Лис не открывал истин, давным-давно известных каждому безмозглому тупице. Не обнаруживал вдруг, что шуточки, которыми забавляет публику Брюзга, устарели эдак лет на семь, и не принимался объяснять, почему они устарели. Не писал: «Начальное антраша рассматриваемого балета представляет собою исторический метод, развиваемый исторически, продукт исторической полноты, свободной от литературных штампов исторического многословия». Он не имел касательства ко всему этому изящному дерьмовому трепу, которым мы по нашей мягкотелости заморочены и затюканы, задавлены и затравлены, напичканы, наНЕЙШЕНы, наНЬЮРИПАБЛИКены, наДАЙЕЛены, наСПЕКТЕЙТОРены, на МЕРКЬЮРены, наСТОРИены, наЭНВИЛены, на НЬЮМЭССены, наНЬЮЙОРКЕРены, наВОГены, наВЭНИТИФЭЙРены, наТАЙМены, наБРУМены, наТРАНЗИШЕНы, вконец оболванены и обмараны стараниями изысканных, утонченных снобов — Стандартно-Штампованных Кляксунов от Искусства.

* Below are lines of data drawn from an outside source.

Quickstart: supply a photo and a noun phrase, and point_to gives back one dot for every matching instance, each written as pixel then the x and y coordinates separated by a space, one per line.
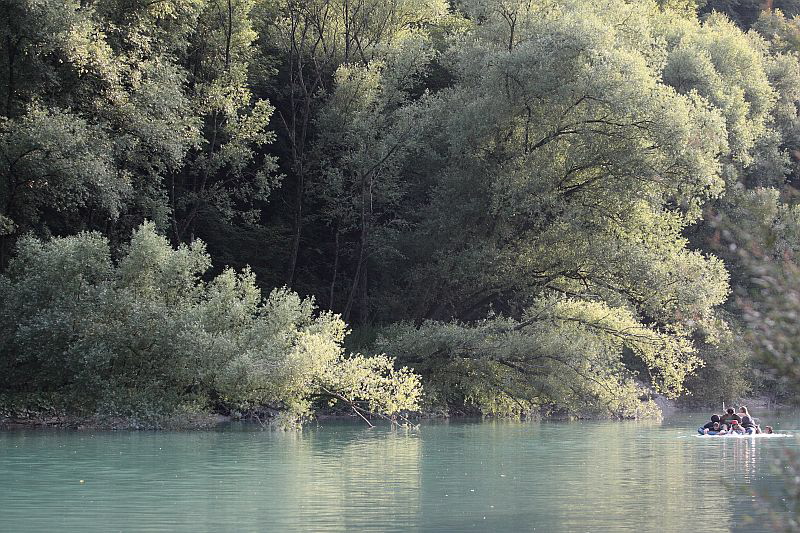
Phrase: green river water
pixel 340 476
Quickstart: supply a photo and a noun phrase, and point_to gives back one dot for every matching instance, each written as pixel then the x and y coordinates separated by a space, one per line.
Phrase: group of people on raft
pixel 733 423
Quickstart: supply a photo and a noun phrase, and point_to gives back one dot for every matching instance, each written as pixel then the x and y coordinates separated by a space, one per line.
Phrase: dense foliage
pixel 522 200
pixel 145 335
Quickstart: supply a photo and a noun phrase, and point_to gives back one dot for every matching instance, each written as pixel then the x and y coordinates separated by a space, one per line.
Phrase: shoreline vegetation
pixel 269 418
pixel 509 208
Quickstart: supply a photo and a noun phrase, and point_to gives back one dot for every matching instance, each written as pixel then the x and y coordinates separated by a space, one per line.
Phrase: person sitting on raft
pixel 711 428
pixel 729 416
pixel 736 428
pixel 747 422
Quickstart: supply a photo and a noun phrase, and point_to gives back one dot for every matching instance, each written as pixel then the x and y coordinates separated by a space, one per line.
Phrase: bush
pixel 145 335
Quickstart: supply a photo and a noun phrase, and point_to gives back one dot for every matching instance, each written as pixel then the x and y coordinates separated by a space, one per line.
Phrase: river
pixel 341 476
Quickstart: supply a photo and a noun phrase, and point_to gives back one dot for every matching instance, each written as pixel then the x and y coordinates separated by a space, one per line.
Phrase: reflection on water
pixel 495 476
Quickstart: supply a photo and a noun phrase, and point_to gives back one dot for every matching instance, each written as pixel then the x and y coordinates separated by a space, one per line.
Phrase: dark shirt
pixel 727 417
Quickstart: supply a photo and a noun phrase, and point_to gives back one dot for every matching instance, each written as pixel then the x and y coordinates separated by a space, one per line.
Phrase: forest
pixel 499 207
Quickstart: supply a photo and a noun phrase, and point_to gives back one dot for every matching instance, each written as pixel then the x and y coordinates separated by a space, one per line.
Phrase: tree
pixel 144 336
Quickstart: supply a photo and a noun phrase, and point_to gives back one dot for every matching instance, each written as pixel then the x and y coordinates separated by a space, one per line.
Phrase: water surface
pixel 340 476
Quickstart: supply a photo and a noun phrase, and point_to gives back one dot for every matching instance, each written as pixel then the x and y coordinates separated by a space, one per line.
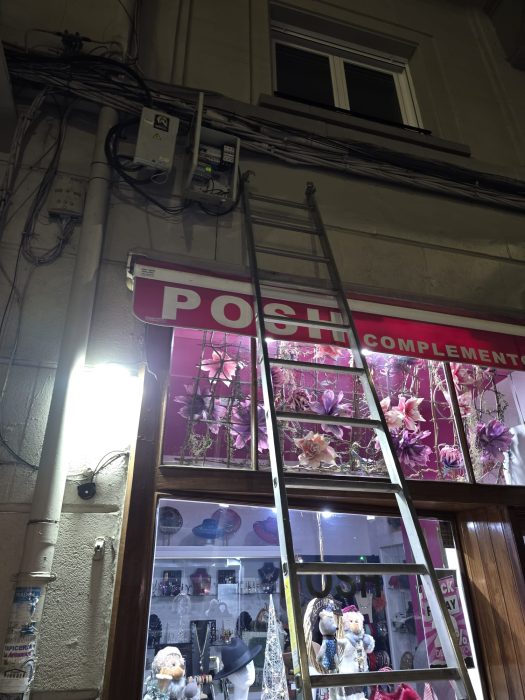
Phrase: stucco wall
pixel 389 241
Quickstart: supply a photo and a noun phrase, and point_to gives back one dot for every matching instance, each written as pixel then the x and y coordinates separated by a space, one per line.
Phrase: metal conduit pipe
pixel 19 659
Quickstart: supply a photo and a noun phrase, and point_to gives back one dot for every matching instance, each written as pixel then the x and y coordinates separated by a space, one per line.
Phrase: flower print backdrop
pixel 209 411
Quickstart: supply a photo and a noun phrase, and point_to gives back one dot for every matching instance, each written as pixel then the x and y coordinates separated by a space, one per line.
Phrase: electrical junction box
pixel 66 197
pixel 156 139
pixel 212 165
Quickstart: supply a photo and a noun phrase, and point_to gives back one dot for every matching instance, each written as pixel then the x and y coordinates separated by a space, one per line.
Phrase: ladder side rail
pixel 415 535
pixel 290 579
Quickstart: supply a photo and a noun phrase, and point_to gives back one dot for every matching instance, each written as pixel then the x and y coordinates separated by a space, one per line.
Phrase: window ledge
pixel 363 125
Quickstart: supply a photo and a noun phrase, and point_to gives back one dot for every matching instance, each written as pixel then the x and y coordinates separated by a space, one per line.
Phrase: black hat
pixel 235 655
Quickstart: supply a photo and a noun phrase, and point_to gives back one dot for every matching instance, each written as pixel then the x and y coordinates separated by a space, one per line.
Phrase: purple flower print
pixel 410 450
pixel 451 457
pixel 331 405
pixel 298 400
pixel 493 439
pixel 241 426
pixel 197 406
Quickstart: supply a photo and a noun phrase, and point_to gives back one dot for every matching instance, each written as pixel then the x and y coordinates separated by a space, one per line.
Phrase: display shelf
pixel 212 551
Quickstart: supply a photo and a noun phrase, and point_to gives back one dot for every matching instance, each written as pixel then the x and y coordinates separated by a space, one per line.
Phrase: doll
pixel 327 655
pixel 356 645
pixel 167 680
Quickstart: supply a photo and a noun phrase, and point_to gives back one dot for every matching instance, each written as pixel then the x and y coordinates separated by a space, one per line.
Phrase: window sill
pixel 362 125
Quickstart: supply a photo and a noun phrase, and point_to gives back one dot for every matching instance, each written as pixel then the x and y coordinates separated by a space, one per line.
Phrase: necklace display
pixel 202 651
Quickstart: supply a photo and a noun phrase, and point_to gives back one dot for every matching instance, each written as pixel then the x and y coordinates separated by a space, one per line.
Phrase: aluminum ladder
pixel 284 483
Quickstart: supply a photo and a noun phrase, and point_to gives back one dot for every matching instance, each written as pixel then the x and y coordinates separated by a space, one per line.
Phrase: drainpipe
pixel 23 631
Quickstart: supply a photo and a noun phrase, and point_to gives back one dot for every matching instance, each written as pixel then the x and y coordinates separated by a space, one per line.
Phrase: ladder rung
pixel 288 320
pixel 274 223
pixel 337 369
pixel 329 420
pixel 349 680
pixel 276 200
pixel 369 568
pixel 272 280
pixel 290 254
pixel 342 483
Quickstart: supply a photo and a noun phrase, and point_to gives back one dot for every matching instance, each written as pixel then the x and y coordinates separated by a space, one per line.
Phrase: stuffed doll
pixel 356 645
pixel 167 680
pixel 328 656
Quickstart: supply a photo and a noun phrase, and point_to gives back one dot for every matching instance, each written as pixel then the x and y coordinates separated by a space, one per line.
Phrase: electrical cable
pixel 228 210
pixel 89 77
pixel 113 158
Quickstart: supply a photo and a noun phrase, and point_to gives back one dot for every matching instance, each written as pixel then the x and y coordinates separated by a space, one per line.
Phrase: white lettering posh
pixel 243 311
pixel 279 309
pixel 176 298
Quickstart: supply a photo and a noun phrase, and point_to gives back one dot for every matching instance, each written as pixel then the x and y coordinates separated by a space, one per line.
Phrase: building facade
pixel 406 117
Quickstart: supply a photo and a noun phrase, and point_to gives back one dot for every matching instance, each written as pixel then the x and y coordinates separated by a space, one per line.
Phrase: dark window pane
pixel 372 93
pixel 303 75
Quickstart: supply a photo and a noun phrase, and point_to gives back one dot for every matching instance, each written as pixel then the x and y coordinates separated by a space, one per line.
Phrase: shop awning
pixel 170 295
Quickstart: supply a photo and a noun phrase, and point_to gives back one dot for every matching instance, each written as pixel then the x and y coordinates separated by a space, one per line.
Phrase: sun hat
pixel 236 655
pixel 209 529
pixel 267 530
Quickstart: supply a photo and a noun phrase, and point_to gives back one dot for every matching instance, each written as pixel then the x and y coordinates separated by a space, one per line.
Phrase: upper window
pixel 366 84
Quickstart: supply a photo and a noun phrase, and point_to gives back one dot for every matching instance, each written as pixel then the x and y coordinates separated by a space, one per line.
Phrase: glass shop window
pixel 370 86
pixel 211 422
pixel 217 602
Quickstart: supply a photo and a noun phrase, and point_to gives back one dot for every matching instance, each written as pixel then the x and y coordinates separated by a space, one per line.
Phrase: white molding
pixel 212 551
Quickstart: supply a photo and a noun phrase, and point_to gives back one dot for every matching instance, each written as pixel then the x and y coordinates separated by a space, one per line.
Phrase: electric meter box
pixel 212 166
pixel 156 139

Он был непричастен ко всей этой дурацкой тарабарщине, похабному шаманству, поддельным страстям, лопающимся через каждые полгода вероучениям дураков, плясунов-на-всех-свадьбах и модников-обезьян, чуточку более смекалистых и проворных, чем дураки, плясуны-на-всех-свадьбах и модники-обезьяны, которых они дурачат. Он был отнюдь не из уилсоно-пилсонов, джоласо-уоласов и фрэнко-пэнков всяких оттенков, не из Гертрудо-Стайников, кокето-жеманников, не из крикливых, насквозь фальшивых, не из захолустных орясин и не из пустоплясин, трусливых проныр, глумливых придир и прочей нашей мелкой шушеры. Не входил он и в более пристойные с виду шайки-лейки и теплые семейки любителей вещать и поучать, подлипал и зазывал, медоточивых ораторов и закулисных махинаторов мира сего.

Нет, Лис был не из их числа. Он охватывал взглядом явление, событие или человека и видел целое, как оно есть; медленно произносил: «А… понимаю» — и затем, как истый лис, принимался рыскать вокруг да около, подмечая мелочи. Здесь глаз, там нос, изгиб губ, очертания подбородка еще где-то — и вдруг в чертах официанта перед ним проступит воплощенье безрадостной мысли — суровый лик Эразма Роттердамского. Лис отвернется задумчиво, допьет свой стакан, мельком поглядывая на официанта, когда тот подойдет поближе; ухватится за лацканы пиджака, повернется к столу — и опять обернется и, подавшись вперед, в упор уставится на официанта.

А тот уже встревожен и неуверенно улыбается:

— Слушаю вас, сэр… что-нибудь не так, сэр?

Медленно, почти шепотом Лис осведомляется:

— Вы когда-нибудь слыхали… об Эразме?

Официант еще улыбается, но растерян больше прежнего:

— Нет, сэр.

И Лис отворачивается и, пораженный, бормочет себе под нос:

— Это удивительно!

Или вот в ресторанчике, куда он среди дня заходит перекусить, работает гардеробщицей маленькая развязная, видавшая виды девица с хриплым голосом. В один прекрасный день Лис, выходя, вдруг останавливается, пронизывает девицу взглядом светлых глаз цвета моря и дает ей доллар.

— Послушайте, Лис! — возмущаются друзья. — С какой стати вы дали этой девчонке доллар?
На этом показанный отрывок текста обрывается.